Article Source
Efficient Data Processing on Modern Hardware
Abstract
Processor manufacturers build increasingly specialized processors to mitigate the effects of the power wall in order to deliver improved performance. Currently, database engines have to be manually optimized for each processor which is a costly and error prone process. In this talk, we provide an overview of our research on automatic performance tuning in Hawk, a hardware-tailored code generator.

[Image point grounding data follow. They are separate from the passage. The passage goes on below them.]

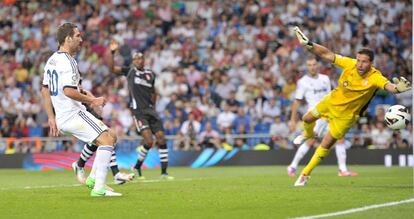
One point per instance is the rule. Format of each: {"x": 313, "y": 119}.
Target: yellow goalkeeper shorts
{"x": 338, "y": 127}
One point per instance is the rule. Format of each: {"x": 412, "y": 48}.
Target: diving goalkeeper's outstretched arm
{"x": 315, "y": 48}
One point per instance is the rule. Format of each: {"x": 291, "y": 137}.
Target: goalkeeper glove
{"x": 302, "y": 38}
{"x": 401, "y": 84}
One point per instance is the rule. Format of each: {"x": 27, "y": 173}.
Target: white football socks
{"x": 340, "y": 150}
{"x": 300, "y": 153}
{"x": 100, "y": 165}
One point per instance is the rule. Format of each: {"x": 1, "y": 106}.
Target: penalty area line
{"x": 111, "y": 184}
{"x": 354, "y": 210}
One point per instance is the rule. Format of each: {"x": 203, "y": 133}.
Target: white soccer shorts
{"x": 84, "y": 126}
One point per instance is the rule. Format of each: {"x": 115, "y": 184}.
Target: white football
{"x": 397, "y": 117}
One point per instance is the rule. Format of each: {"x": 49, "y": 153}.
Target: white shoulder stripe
{"x": 72, "y": 63}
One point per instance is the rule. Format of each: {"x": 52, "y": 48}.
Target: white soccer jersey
{"x": 61, "y": 70}
{"x": 312, "y": 90}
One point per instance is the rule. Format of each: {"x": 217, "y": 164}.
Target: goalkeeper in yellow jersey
{"x": 343, "y": 106}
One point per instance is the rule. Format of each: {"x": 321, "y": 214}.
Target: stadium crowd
{"x": 223, "y": 67}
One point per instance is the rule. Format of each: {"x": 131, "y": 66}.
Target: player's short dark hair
{"x": 368, "y": 52}
{"x": 65, "y": 30}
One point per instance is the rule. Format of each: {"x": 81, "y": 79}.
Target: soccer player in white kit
{"x": 311, "y": 88}
{"x": 63, "y": 103}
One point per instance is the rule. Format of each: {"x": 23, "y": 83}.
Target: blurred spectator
{"x": 209, "y": 138}
{"x": 225, "y": 118}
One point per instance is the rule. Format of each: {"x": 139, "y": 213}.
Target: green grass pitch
{"x": 217, "y": 192}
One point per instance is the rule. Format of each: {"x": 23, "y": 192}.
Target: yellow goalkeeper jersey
{"x": 354, "y": 92}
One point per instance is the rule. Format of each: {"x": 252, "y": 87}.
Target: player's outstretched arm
{"x": 399, "y": 85}
{"x": 113, "y": 47}
{"x": 315, "y": 48}
{"x": 294, "y": 115}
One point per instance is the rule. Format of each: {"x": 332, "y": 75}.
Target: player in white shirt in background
{"x": 63, "y": 102}
{"x": 311, "y": 88}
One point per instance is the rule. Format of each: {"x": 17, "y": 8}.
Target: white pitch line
{"x": 354, "y": 210}
{"x": 77, "y": 185}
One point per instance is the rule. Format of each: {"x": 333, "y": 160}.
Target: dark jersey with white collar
{"x": 141, "y": 87}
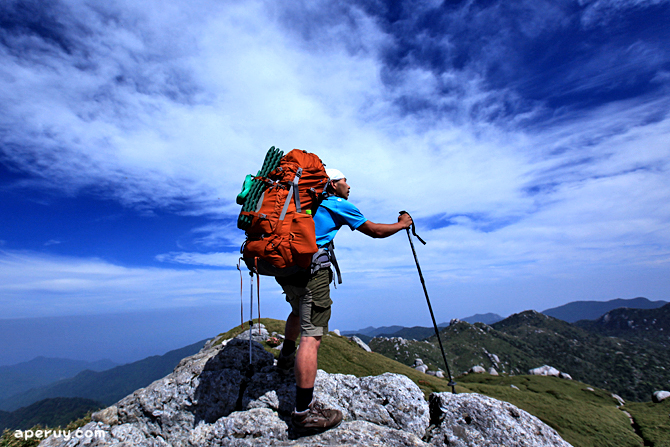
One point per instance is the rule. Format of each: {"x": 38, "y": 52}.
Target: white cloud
{"x": 171, "y": 104}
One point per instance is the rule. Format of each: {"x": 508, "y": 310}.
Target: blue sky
{"x": 530, "y": 141}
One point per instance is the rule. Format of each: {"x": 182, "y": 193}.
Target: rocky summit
{"x": 219, "y": 397}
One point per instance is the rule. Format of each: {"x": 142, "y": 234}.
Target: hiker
{"x": 309, "y": 296}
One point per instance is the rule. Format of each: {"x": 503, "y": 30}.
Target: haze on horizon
{"x": 530, "y": 142}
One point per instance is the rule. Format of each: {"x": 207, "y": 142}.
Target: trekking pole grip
{"x": 413, "y": 228}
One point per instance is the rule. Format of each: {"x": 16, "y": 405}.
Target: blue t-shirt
{"x": 331, "y": 215}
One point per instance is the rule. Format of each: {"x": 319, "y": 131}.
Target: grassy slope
{"x": 583, "y": 418}
{"x": 652, "y": 420}
{"x": 580, "y": 416}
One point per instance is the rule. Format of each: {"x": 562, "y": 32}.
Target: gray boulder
{"x": 547, "y": 370}
{"x": 360, "y": 343}
{"x": 258, "y": 333}
{"x": 219, "y": 398}
{"x": 473, "y": 420}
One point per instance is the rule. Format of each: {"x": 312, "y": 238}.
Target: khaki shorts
{"x": 309, "y": 297}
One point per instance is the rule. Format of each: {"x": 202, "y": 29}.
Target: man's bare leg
{"x": 292, "y": 328}
{"x": 306, "y": 361}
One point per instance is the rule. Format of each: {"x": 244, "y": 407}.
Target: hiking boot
{"x": 315, "y": 419}
{"x": 285, "y": 364}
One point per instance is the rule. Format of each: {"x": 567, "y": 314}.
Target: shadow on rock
{"x": 229, "y": 382}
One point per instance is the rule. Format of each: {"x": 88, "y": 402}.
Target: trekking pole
{"x": 451, "y": 383}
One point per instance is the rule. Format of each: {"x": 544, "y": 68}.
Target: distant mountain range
{"x": 631, "y": 365}
{"x": 107, "y": 386}
{"x": 42, "y": 371}
{"x": 592, "y": 310}
{"x": 571, "y": 312}
{"x": 640, "y": 325}
{"x": 488, "y": 318}
{"x": 54, "y": 412}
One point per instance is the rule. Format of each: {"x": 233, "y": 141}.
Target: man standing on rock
{"x": 309, "y": 296}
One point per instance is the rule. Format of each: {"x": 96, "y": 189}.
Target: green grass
{"x": 582, "y": 417}
{"x": 652, "y": 420}
{"x": 339, "y": 355}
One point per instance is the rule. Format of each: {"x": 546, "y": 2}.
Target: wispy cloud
{"x": 34, "y": 285}
{"x": 521, "y": 143}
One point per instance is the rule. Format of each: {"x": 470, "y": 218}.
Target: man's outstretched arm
{"x": 376, "y": 230}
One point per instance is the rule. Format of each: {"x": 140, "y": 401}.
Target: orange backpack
{"x": 278, "y": 205}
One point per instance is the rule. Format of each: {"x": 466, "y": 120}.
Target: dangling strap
{"x": 251, "y": 312}
{"x": 241, "y": 292}
{"x": 333, "y": 260}
{"x": 258, "y": 293}
{"x": 288, "y": 200}
{"x": 296, "y": 194}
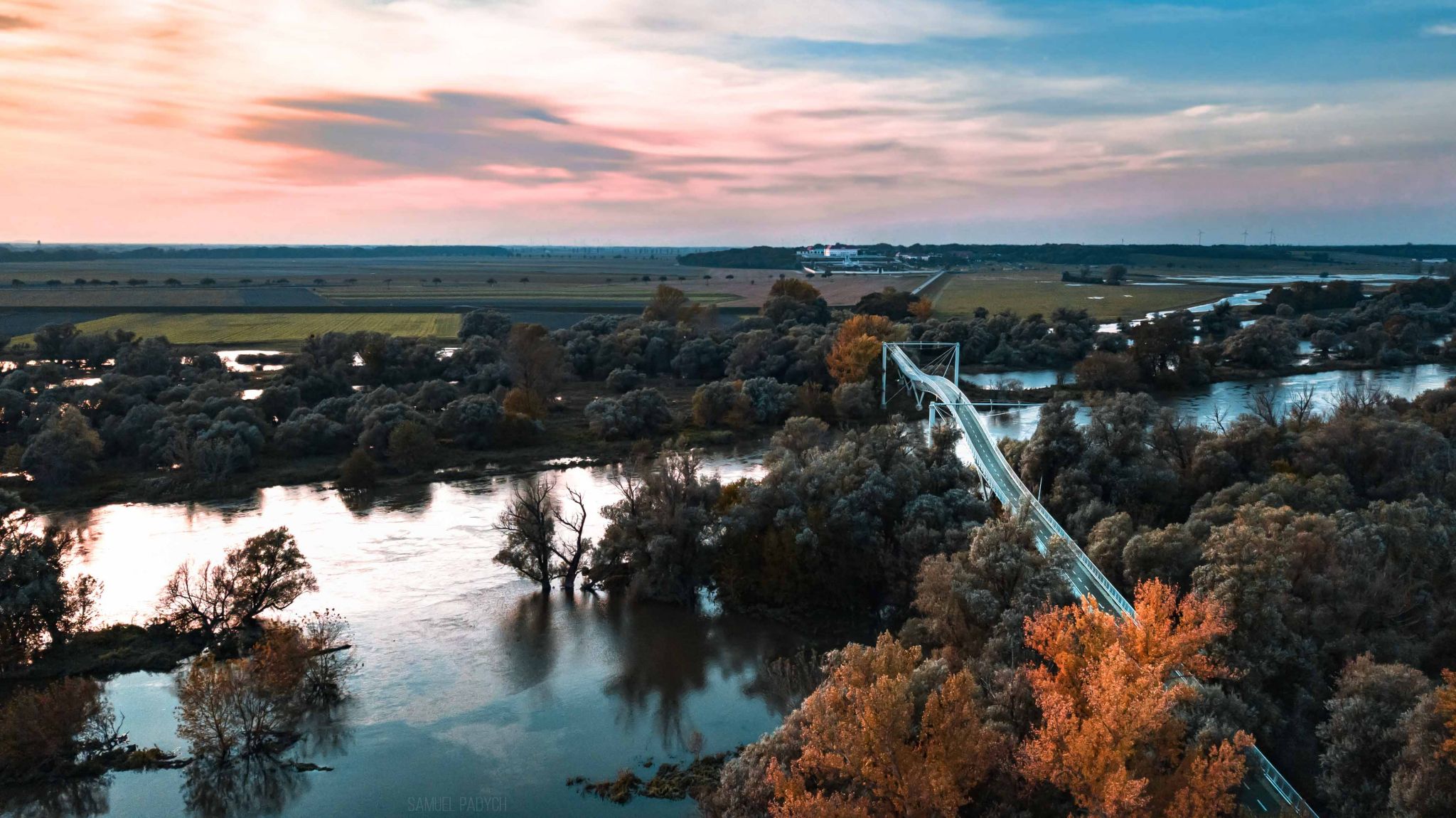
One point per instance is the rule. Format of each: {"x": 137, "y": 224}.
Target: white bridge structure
{"x": 1264, "y": 790}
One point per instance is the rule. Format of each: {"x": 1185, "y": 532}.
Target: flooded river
{"x": 1226, "y": 399}
{"x": 475, "y": 690}
{"x": 472, "y": 684}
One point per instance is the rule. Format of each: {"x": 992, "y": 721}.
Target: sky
{"x": 730, "y": 122}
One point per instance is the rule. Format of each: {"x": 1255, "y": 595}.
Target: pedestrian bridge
{"x": 931, "y": 373}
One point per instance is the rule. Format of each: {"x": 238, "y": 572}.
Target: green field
{"x": 269, "y": 328}
{"x": 1025, "y": 293}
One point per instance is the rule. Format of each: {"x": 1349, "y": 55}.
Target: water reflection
{"x": 76, "y": 798}
{"x": 1225, "y": 400}
{"x": 244, "y": 788}
{"x": 472, "y": 683}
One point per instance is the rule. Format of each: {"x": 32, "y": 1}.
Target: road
{"x": 1264, "y": 790}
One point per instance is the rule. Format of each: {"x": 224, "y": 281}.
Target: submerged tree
{"x": 654, "y": 543}
{"x": 267, "y": 573}
{"x": 40, "y": 607}
{"x": 252, "y": 706}
{"x": 529, "y": 524}
{"x": 53, "y": 731}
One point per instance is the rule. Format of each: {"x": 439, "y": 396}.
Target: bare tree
{"x": 571, "y": 552}
{"x": 529, "y": 524}
{"x": 267, "y": 573}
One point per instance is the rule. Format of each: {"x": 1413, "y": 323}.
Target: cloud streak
{"x": 638, "y": 121}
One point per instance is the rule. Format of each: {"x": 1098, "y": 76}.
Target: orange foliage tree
{"x": 883, "y": 738}
{"x": 1108, "y": 734}
{"x": 857, "y": 345}
{"x": 1446, "y": 711}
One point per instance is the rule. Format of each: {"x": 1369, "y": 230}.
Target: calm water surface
{"x": 472, "y": 684}
{"x": 1229, "y": 399}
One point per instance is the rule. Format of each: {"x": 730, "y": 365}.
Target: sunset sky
{"x": 746, "y": 121}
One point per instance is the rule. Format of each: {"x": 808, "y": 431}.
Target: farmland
{"x": 284, "y": 329}
{"x": 1042, "y": 292}
{"x": 436, "y": 282}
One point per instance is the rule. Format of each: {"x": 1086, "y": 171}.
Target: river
{"x": 1225, "y": 399}
{"x": 472, "y": 686}
{"x": 475, "y": 690}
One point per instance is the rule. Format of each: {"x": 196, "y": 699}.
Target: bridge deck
{"x": 1265, "y": 792}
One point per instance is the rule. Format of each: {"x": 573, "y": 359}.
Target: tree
{"x": 490, "y": 324}
{"x": 358, "y": 470}
{"x": 1365, "y": 734}
{"x": 654, "y": 545}
{"x": 411, "y": 446}
{"x": 721, "y": 403}
{"x": 1108, "y": 371}
{"x": 40, "y": 607}
{"x": 1264, "y": 344}
{"x": 887, "y": 734}
{"x": 1108, "y": 695}
{"x": 571, "y": 552}
{"x": 857, "y": 345}
{"x": 978, "y": 602}
{"x": 535, "y": 361}
{"x": 267, "y": 573}
{"x": 54, "y": 731}
{"x": 1424, "y": 780}
{"x": 529, "y": 524}
{"x": 252, "y": 706}
{"x": 669, "y": 304}
{"x": 65, "y": 452}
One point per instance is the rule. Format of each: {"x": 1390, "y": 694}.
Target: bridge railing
{"x": 965, "y": 417}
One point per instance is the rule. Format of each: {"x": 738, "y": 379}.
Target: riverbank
{"x": 1068, "y": 389}
{"x": 564, "y": 442}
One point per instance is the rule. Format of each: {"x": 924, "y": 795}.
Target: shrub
{"x": 358, "y": 470}
{"x": 721, "y": 403}
{"x": 623, "y": 379}
{"x": 525, "y": 402}
{"x": 637, "y": 414}
{"x": 412, "y": 446}
{"x": 53, "y": 731}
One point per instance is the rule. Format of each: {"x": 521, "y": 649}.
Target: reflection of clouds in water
{"x": 75, "y": 798}
{"x": 469, "y": 680}
{"x": 1229, "y": 399}
{"x": 245, "y": 787}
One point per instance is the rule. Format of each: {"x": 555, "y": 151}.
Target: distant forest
{"x": 783, "y": 258}
{"x": 83, "y": 254}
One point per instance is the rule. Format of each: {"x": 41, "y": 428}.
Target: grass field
{"x": 1036, "y": 292}
{"x": 273, "y": 328}
{"x": 405, "y": 282}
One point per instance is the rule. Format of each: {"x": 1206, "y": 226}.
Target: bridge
{"x": 1264, "y": 790}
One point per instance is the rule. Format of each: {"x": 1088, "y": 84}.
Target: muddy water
{"x": 475, "y": 690}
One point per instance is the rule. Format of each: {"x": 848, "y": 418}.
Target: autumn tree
{"x": 887, "y": 734}
{"x": 572, "y": 549}
{"x": 533, "y": 358}
{"x": 54, "y": 731}
{"x": 857, "y": 345}
{"x": 255, "y": 705}
{"x": 1110, "y": 695}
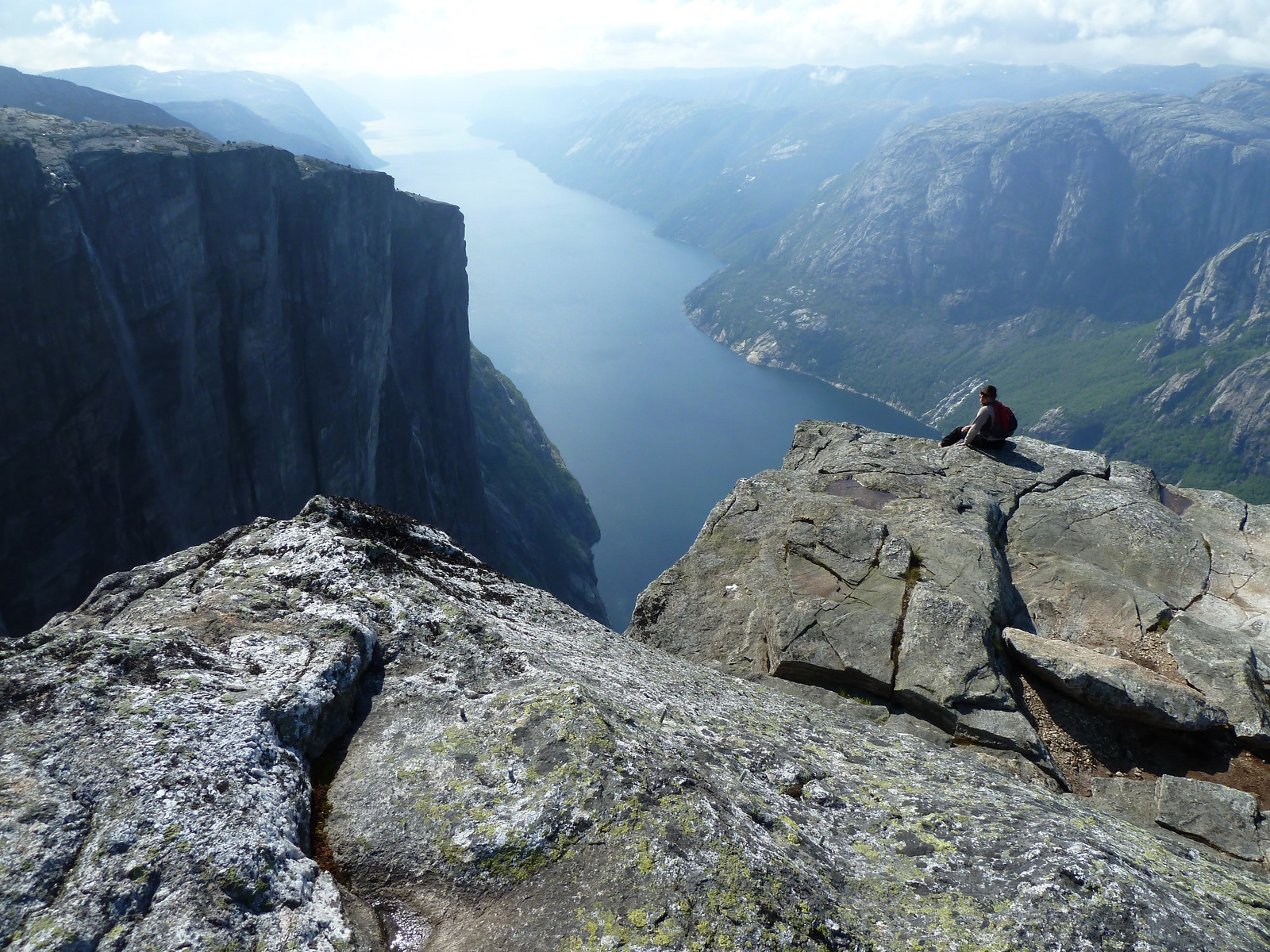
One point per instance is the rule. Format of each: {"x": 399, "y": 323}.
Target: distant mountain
{"x": 233, "y": 122}
{"x": 721, "y": 162}
{"x": 56, "y": 97}
{"x": 889, "y": 232}
{"x": 277, "y": 101}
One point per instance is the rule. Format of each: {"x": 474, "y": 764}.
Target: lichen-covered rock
{"x": 511, "y": 776}
{"x": 1113, "y": 683}
{"x": 1140, "y": 602}
{"x": 798, "y": 574}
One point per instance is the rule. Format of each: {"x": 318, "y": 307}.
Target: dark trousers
{"x": 990, "y": 437}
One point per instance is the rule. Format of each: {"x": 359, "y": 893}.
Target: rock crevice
{"x": 505, "y": 791}
{"x": 1041, "y": 570}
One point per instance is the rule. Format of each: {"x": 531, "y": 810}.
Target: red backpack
{"x": 1006, "y": 419}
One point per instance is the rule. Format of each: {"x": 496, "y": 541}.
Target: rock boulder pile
{"x": 1039, "y": 601}
{"x": 341, "y": 731}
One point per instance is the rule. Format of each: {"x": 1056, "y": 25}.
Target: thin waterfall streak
{"x": 125, "y": 346}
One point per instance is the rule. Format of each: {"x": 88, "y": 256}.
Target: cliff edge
{"x": 196, "y": 334}
{"x": 341, "y": 731}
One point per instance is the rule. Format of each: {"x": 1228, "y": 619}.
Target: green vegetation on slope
{"x": 535, "y": 501}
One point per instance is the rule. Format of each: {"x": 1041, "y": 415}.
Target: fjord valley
{"x": 911, "y": 232}
{"x": 200, "y": 334}
{"x": 302, "y": 644}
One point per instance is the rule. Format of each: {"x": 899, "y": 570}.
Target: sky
{"x": 425, "y": 37}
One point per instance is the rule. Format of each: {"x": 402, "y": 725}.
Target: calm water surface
{"x": 582, "y": 306}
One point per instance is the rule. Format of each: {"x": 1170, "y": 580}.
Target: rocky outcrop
{"x": 471, "y": 765}
{"x": 1113, "y": 685}
{"x": 888, "y": 565}
{"x": 1210, "y": 812}
{"x": 902, "y": 278}
{"x": 266, "y": 108}
{"x": 1227, "y": 295}
{"x": 57, "y": 97}
{"x": 194, "y": 336}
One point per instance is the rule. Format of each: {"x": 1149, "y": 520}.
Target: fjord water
{"x": 582, "y": 306}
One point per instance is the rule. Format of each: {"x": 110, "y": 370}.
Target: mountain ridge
{"x": 197, "y": 334}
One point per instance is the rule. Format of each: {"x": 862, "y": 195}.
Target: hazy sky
{"x": 410, "y": 37}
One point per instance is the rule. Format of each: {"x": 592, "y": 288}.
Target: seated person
{"x": 991, "y": 427}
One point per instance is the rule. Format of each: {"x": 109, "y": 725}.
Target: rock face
{"x": 546, "y": 527}
{"x": 495, "y": 771}
{"x": 887, "y": 565}
{"x": 268, "y": 109}
{"x": 57, "y": 97}
{"x": 1071, "y": 206}
{"x": 194, "y": 336}
{"x": 1232, "y": 289}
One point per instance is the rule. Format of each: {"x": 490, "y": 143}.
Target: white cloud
{"x": 83, "y": 16}
{"x": 440, "y": 36}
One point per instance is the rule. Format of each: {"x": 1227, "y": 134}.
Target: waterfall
{"x": 126, "y": 351}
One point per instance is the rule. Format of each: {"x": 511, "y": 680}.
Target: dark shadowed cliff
{"x": 194, "y": 334}
{"x": 59, "y": 97}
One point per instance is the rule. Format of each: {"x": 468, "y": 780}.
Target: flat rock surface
{"x": 888, "y": 565}
{"x": 1114, "y": 685}
{"x": 511, "y": 774}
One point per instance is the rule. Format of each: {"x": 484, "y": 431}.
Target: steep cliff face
{"x": 546, "y": 527}
{"x": 340, "y": 731}
{"x": 1089, "y": 206}
{"x": 196, "y": 334}
{"x": 57, "y": 97}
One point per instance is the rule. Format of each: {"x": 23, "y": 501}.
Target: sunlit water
{"x": 582, "y": 306}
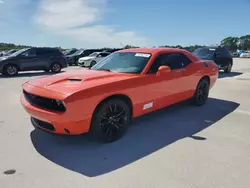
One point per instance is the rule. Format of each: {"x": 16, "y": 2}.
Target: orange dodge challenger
{"x": 102, "y": 100}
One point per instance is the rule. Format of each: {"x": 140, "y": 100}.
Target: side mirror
{"x": 163, "y": 69}
{"x": 217, "y": 54}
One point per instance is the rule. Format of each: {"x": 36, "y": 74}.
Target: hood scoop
{"x": 75, "y": 79}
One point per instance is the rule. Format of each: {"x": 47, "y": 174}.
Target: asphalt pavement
{"x": 177, "y": 147}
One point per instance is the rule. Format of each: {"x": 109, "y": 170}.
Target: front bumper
{"x": 56, "y": 122}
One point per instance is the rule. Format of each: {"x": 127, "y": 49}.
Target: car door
{"x": 27, "y": 60}
{"x": 221, "y": 57}
{"x": 164, "y": 89}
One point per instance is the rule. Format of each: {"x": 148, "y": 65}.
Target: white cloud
{"x": 77, "y": 19}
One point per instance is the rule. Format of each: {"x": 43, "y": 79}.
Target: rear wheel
{"x": 56, "y": 68}
{"x": 201, "y": 94}
{"x": 110, "y": 120}
{"x": 10, "y": 70}
{"x": 229, "y": 68}
{"x": 92, "y": 63}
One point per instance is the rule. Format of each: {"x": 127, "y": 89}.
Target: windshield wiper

Our key idea is to create processor-specific code variants and to learn a well- performing code variant for each processor. These code variants leverage various parallelization strategies and apply both generic and processor-specific code transformations. We observe that performance of different code variants may diverge up to two orders of magnitude. Thus, we need to generate custom code for each processor for peak performance. To this end, Hawk automatically finds efficient code variants for CPUs, GPUs, and MICs.
Bio
Sebastian Breß received his PhD (Dr.-Ing.) from University of Magdeburg, Germany in 2015, under the supervision of Gunter Saake (University of Magdeburg) and Jens Teubner (TU Dortmund). He is the the initiator and system architect of the research database system CoGaDB and the Hawk Code Generator. Currently, Sebastian is a Senior Researcher at German Research Center for Artificial Intelligence (DFKI) and a PostDoc at Technische Universität Berlin, working with Prof. Dr. Volker Markl and Prof. Dr. Tilmann Rabl. Sebastian‘s research interests include data management on modern hardware, query compilation, stream processing, and optimizing data management systems for heterogeneous processors. Sebastian has been selected as a Distinguished Program Committee Member at SIGMOD 2018.